Nous devons collectivement réussir une transition de civilisation, car c’est bien de cela qu’il s’agit, avec la fin de l’usage des énergies fossiles carbonées et la mise en œuvre de modèles de développement fondés sur la notion de durabilité, dans un cadre de justice sociale et d’équité.

Toutefois, cet impératif de long cours, beaucoup trop négligé jusqu’ici malgré de nombreuses alertes, doit être conjugué avec des réponses immédiates et financièrement accessibles aux besoins actuels des entreprises et de tous nos concitoyens. En effet, les Français doivent être soutenus davantage qu’ils ne le sont actuellement par les mesures que vous proposez, et ils ne comprennent pas que la France ne puisse pas les aider, comme l’Allemagne s’apprête à le faire pour son peuple, avec un plan de 200 milliards d’euros.

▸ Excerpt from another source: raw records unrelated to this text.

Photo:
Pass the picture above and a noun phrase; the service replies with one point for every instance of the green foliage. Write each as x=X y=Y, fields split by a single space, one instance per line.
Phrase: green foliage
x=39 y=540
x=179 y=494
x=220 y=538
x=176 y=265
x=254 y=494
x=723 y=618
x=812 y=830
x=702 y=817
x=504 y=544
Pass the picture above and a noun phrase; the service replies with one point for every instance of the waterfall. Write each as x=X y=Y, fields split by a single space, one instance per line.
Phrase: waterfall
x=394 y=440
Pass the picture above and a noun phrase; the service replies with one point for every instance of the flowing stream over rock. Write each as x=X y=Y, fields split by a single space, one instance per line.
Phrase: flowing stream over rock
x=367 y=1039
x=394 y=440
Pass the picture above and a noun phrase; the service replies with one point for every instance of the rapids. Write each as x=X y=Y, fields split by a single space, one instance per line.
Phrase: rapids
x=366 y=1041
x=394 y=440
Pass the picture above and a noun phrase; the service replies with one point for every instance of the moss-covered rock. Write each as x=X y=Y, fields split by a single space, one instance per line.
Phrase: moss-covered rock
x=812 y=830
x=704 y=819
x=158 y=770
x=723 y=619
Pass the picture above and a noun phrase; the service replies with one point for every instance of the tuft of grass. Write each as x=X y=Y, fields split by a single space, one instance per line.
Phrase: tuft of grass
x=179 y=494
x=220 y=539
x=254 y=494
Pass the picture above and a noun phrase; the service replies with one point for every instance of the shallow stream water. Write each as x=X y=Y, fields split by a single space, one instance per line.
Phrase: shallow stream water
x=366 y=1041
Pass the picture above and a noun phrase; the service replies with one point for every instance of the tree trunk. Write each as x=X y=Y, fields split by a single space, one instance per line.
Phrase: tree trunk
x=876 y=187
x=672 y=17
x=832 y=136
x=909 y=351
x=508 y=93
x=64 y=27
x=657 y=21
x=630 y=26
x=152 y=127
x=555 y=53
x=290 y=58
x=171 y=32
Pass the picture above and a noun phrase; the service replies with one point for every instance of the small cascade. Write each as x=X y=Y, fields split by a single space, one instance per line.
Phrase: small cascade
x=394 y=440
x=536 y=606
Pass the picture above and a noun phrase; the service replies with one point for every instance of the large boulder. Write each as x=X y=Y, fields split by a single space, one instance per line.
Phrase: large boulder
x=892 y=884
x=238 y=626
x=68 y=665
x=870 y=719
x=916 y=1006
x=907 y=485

Sur les marchés de l’énergie, des mesures structurelles fortes doivent aussi être prises ; j’y reviendrai en fin de propos.

Au regard des enjeux climatiques et environnementaux, des techniques de production énergétique disponibles, de leurs impacts identifiés et de leurs coûts, des incertitudes et risques qu’elles présentent, le débat de ce soir doit prendre appui sur les données scientifiques et les études techniques dont nous disposons. C’est donc en m’appuyant sur le dernier rapport du Giec et sur l’étude de RTE sur les futurs énergétiques de la France à l’horizon de 2050 que je vous présenterai les analyses et les préconisations du groupe Socialiste, Écologiste et Républicain.

Selon nous, il faut réaffirmer le rôle majeur que le groupe EDF doit jouer, dans l’intérêt national ; nous vous questionnerons sur votre projet pour cette entreprise, qui sera d’ici peu publique à 100 %.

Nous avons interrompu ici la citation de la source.